Por Sebastián Pujol (@seba_del83)
Francia no sufre y cuánta bronca nos da. Transcurre por esta Copa del Mundo sin suplementarios, ni penales. Es verdad que Paraguay supo imponerle algo de rigor, pero aún así su andar pareciera ser tranquilo: sin despeinarse, sin llantos de emoción, abrazos desbordados o locura colectiva.
En un par de minutos definió su partido de cuartos de final contra Marruecos. Un gol de Mbappé y otro de Dembélé cuando promediaba el segundo tiempo y a otra cosa. No hubo franceses desmayados o al borde del infarto. Ni siquiera algún atragantado con un croissant por culpa de un descuento sobre la hora.
Algo de bronca debería darnos, porque sufrir, según parece, nos corresponde a los argentinos. No nos podemos quejar, porque si algo nos dio este equipo es alegrías -y cómo se disfruta al final-, pero alguna vez podrían darnos un descanso a tanto sobresalto.
Elogiar a Mbappé, Dembelé o Koundé y decir que Francia es la gran candidata, que tiene jugadores para armar dos selecciones y que ambas sean competitivas al máximo nivel ya perdió originalidad, pero hoy al menos podemos decir que el primer tiempo le costó.

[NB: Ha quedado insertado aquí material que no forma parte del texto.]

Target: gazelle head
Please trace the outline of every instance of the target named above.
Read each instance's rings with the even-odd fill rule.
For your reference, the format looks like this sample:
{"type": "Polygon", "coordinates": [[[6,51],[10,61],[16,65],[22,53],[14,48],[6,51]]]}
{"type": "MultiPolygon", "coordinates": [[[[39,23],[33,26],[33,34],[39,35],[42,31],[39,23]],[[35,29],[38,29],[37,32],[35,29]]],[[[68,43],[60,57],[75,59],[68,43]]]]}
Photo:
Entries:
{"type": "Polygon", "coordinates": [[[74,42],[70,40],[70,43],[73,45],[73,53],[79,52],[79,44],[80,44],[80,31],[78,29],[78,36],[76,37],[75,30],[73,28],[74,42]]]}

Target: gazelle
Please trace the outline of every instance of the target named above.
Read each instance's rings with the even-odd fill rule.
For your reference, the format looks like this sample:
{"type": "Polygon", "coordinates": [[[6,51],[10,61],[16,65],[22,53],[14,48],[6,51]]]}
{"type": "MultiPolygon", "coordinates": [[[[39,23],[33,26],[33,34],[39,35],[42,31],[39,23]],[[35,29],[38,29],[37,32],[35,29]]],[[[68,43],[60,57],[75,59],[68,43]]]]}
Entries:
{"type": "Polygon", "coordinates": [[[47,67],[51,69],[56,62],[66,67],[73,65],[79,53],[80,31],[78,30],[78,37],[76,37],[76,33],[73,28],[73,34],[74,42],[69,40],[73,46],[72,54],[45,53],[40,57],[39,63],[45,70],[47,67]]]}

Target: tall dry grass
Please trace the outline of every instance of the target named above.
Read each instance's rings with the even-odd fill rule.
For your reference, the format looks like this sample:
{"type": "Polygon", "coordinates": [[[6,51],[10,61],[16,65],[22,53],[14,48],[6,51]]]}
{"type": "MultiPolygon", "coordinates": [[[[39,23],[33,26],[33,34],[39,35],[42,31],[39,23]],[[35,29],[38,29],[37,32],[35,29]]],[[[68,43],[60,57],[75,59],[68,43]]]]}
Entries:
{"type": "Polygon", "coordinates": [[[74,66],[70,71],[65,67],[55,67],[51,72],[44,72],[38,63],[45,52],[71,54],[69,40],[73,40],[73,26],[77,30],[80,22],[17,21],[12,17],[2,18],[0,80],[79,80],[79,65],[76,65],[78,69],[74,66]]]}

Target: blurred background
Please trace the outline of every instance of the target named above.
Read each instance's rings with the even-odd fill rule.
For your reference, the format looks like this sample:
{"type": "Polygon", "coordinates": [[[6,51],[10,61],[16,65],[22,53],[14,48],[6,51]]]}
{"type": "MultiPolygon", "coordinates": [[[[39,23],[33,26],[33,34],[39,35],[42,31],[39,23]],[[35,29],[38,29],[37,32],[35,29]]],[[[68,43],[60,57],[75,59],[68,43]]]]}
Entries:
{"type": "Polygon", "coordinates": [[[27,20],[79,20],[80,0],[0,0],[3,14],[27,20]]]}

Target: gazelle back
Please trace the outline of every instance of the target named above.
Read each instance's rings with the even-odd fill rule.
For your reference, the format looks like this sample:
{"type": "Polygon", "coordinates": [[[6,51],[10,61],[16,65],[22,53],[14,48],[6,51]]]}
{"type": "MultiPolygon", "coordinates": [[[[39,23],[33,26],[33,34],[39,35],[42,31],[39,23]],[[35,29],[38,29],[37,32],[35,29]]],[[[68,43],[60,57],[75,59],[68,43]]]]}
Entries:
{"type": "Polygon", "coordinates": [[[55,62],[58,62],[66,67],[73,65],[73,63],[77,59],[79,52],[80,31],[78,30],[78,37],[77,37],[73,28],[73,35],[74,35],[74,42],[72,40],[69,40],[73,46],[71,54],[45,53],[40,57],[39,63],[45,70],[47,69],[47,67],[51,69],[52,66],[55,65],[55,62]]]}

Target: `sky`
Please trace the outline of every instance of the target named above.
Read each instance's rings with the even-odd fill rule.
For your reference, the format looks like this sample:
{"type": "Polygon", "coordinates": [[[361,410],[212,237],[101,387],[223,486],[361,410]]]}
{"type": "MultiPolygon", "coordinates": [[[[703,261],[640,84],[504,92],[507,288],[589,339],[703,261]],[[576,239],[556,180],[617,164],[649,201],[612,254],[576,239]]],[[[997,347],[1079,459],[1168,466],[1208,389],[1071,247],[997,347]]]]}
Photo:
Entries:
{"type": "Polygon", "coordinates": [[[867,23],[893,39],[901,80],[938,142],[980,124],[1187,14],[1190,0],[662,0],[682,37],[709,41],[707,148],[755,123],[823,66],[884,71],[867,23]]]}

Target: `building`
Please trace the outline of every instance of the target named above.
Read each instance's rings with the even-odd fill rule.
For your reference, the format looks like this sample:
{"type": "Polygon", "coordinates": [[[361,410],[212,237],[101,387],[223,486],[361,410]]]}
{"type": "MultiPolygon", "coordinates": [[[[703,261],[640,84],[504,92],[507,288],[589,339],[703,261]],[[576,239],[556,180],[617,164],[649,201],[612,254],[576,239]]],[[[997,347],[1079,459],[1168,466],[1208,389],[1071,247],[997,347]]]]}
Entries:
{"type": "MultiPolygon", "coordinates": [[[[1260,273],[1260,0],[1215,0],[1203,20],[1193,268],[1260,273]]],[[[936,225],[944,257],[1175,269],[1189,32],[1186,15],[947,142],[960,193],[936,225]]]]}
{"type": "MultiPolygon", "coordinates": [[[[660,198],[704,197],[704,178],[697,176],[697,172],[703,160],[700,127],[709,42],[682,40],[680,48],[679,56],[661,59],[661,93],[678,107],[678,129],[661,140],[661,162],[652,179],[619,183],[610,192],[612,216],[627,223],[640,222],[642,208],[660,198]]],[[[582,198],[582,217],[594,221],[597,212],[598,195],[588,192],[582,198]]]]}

Lo que nunca estuvo en duda fue el control de la pelota. Cada vez que Marruecos intentó jugar y estirar el equipo, sufrió en su área, dándole la derecha a Alfaro y su planteo de 16avos. Si le das espacio a Francia te exponés al ridículo.
Otro punto débil fue la eficacia. Tanto es así que Mbappé, que se empeña en seguir los pasos de Messi, erró un penal que pateó despacio y sin esquinar. Marruecos salió a jugar los segundos cuarenta y cinco minutos con otra actitud, pero tampoco alcanzó.
Aún habiendo demostrado poco y nada, Marruecos sigue siendo la mejor selección de su continente en la historia de los mundiales. Tanto el plantel de este país (que aún hoy reclama soberanías a Europa sobre dos ciudades en su territorio) como el de Francia, cuna política e intelectual de occidente, son evidencia de la mezcla de culturas y procedencias.
Le pese a quien le pese, la profunda desigualdad histórica que provocan las dolorosas e injustas migraciones termina por crear espacios multiculturales que nos enriquecen. Para muestra, valen cuatro ejemplos al azar. Del lado de Marruecos Ayyoub Bouaddi nació en Francia, juega en el Lille y fue parte del plantel de selecciones juveniles de la selección gala, mientras Achraf Hakimi, del PSG, nació en Madrid y fue criado en Getafe.
Del otro lado, Kylian Mbappé es francés pero su padre es camerunés y su madre de origen argelino. Y N’Golo Kanté -difícil imaginar un nombre más africano- es hijo de dos malienses y juega en la liga turca. Ganara quien ganara el partido de hoy, en Francia se preparaban operativos policiales para los festejos, donde la población marroquí se estima que está entre el millón y medio y los dos millones de personas.
Finalmente la balanza se inclinó hacia el resultado más esperable. Les Bleus son los primeros clasificados y esperan al ganador de España y Bélgica. Todo pareciera indicar que van a seguir su camino a paso firme hasta conseguir la Copa, y si este comentario final termina siendo mufa contra los galos, no creo que a ningún argentino le moleste.